FIG. 8 is a view showing images of a self-separated GaN substrate manufactured by the method of manufacturing a GaN substrate according to an embodiment of the present invention. The part (a) in FIG. 8 is a picture of the separated GaN substrate and a sapphire substrate, the part (b) in FIG. 8 is a picture of the cross-section of the separated sapphire substrate taken using a scanning electron microscope (SEM), and the part (c) of FIG. 8 is a picture of the cross-section of an edge part taken using the SEM. As shown in FIG. 8, it can be appreciated that the GaN and the sapphire are attached to each other at the edge part but are separated from each other at the other parts. Comparing the GaN substrate shown in FIG. 8 with the GaN substrate having the vertical cracks shown in FIG. 9, it can be appreciated that the separation area is increased when the GaN substrate is manufactured by the method of manufacturing a GaN substrate according to an embodiment of the present invention.

In addition, the base substrate 110 from which the GaN substrate 110 can be reused in growth and separation processes for a new GaN substrate.

The foregoing descriptions of specific exemplary embodiments of the present invention have been presented with respect to the drawings. They are not intended to be exhaustive or to limit the present invention to the precise forms disclosed, and obviously many modifications and variations are possible for a person having ordinary skill in the art in light of the above teachings.

It is intended therefore that the scope of the present invention not be limited to the foregoing embodiments, but be defined by the Claims appended hereto and their equivalents.

Claims

1. A method of manufacturing a gallium nitride substrate, comprising:

growing an aluminum nitride nucleation layer on a base substrate;

growing a first gallium nitride film on the base substrate on which the aluminum nitride nucleation layer has been grown, the first gallium nitride film having a first content ratio of nitrogen to gallium; and

growing a second gallium nitride film on the first gallium nitride film, the second gallium nitride film having a second content ratio of nitrogen to gallium which is lower than the first content ratio.

2. The method of claim 1, wherein the first content ratio ranges from 4:1 to 40:1, and the second content ratio ranges from 1:1 to 2:1.
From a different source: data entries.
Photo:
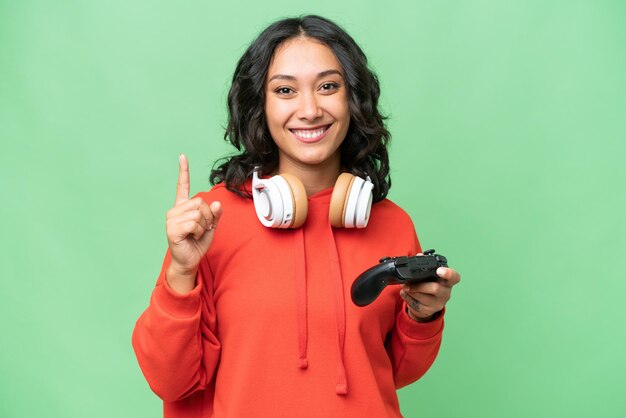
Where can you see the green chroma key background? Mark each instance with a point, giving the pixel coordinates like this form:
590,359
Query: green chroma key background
508,122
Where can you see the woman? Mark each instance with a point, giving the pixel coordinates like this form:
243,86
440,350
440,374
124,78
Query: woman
251,315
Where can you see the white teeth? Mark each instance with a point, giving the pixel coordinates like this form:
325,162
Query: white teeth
308,134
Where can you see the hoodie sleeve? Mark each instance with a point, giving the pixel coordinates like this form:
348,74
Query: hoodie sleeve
412,346
175,338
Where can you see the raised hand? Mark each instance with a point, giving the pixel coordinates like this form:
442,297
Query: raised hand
190,228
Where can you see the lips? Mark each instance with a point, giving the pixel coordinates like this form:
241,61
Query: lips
311,135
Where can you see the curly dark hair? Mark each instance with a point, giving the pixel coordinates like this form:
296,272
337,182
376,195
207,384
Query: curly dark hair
364,149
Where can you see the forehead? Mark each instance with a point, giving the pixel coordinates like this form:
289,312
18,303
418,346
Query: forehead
302,56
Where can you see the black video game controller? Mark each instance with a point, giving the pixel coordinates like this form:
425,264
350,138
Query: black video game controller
396,270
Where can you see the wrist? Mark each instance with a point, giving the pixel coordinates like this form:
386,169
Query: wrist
424,319
180,280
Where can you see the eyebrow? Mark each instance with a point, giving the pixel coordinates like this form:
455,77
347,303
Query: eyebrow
292,78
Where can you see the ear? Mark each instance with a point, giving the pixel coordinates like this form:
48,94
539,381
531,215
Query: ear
299,199
339,200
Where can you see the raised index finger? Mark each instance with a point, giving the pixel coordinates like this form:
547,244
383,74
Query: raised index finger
182,190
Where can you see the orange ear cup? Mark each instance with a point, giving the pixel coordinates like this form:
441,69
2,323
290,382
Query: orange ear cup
299,197
338,200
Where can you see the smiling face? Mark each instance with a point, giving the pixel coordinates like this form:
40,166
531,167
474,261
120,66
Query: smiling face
306,106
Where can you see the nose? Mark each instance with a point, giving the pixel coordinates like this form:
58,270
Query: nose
309,108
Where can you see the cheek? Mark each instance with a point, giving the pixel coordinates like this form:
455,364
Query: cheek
276,113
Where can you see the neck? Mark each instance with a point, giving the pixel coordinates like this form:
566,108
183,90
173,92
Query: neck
315,178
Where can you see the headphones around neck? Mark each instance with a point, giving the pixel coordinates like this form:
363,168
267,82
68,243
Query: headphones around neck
281,201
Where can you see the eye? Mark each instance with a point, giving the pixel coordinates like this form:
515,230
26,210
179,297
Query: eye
283,91
329,87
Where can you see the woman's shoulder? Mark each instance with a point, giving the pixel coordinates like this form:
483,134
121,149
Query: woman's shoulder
389,208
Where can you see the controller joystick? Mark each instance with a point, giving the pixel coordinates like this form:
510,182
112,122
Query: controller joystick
396,270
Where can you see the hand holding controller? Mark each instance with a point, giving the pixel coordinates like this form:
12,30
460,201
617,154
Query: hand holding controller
396,270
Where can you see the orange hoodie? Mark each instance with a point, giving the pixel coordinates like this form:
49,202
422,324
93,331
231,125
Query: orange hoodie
270,329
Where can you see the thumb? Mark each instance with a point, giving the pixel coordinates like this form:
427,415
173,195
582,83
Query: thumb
216,211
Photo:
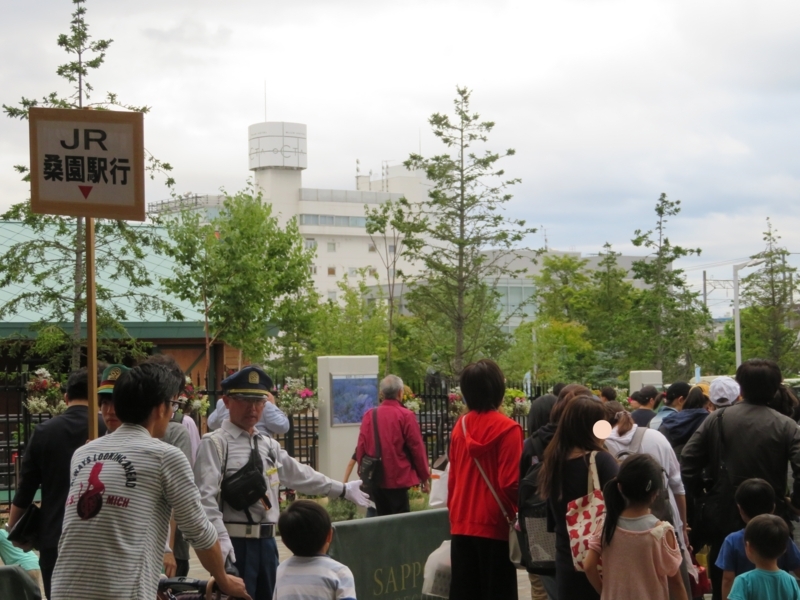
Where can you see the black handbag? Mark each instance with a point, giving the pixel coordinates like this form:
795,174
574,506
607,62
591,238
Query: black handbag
248,485
26,530
371,468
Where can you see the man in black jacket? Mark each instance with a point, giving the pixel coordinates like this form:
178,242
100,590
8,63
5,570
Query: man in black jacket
46,462
758,442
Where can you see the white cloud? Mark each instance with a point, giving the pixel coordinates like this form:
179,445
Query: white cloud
608,103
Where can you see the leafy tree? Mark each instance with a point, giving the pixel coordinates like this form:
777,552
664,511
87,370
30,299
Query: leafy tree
241,270
356,326
768,293
462,220
609,300
391,226
58,256
667,316
561,288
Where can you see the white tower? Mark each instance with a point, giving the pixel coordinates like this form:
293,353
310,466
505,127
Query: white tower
278,155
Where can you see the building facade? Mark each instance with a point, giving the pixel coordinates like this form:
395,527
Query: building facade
333,222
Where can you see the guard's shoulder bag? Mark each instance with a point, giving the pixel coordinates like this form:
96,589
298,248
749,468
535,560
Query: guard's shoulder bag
248,485
538,545
371,467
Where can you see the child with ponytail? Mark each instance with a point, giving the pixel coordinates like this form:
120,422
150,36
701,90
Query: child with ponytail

3. The method of claim 1, wherein growing the second gallium nitride film comprises growing the second gallium nitride film at a slower growth rate than the first gallium nitride film.

4. The method of claim 1, wherein growing the second gallium nitride film comprises growing the second gallium nitride film at a higher temperature than the first gallium nitride film.

5. The method of claim 3, wherein growing the second gallium nitride film comprises growing the second gallium nitride film at a temperature of 970° C. or higher.

6. The method of claim 1, wherein growing the first gallium nitride film comprises growing the first gallium nitride film to a thickness ranging from 10 μm to 50 μm.

7. The method of claim 1, wherein growing the second gallium nitride film comprises continuously growing the second gallium nitride film after horizontal cracks are formed in the first gallium nitride film while the second gallium nitride film is being grown.

8. The method of claim 7, wherein growing the second gallium nitride film comprises growing the second gallium nitride film to a thickness of 500 μm or greater.

9. The method of claim 1, wherein growing the first gallium nitride film comprises growing the first gallium nitride film via hydride vapor phase epitaxy, and growing the second gallium nitride film comprises growing the second gallium nitride film via hydride vapor phase epitaxy.

10. The method of claim 2, wherein the base substrate comprises sapphire.

11. A gallium nitride substrate comprising:

a first gallium nitride film, a content ratio of nitrogen to gallium of the first gallium nitride film ranging from 4:1 to 40:1; and

a second gallium nitride film layered on the first gallium nitride film, a thickness of the second gallium nitride film being greater than a thickness of the first gallium nitride film, a content ratio of nitrogen to gallium of the second gallium nitride film ranging from 1:1 to 2:1.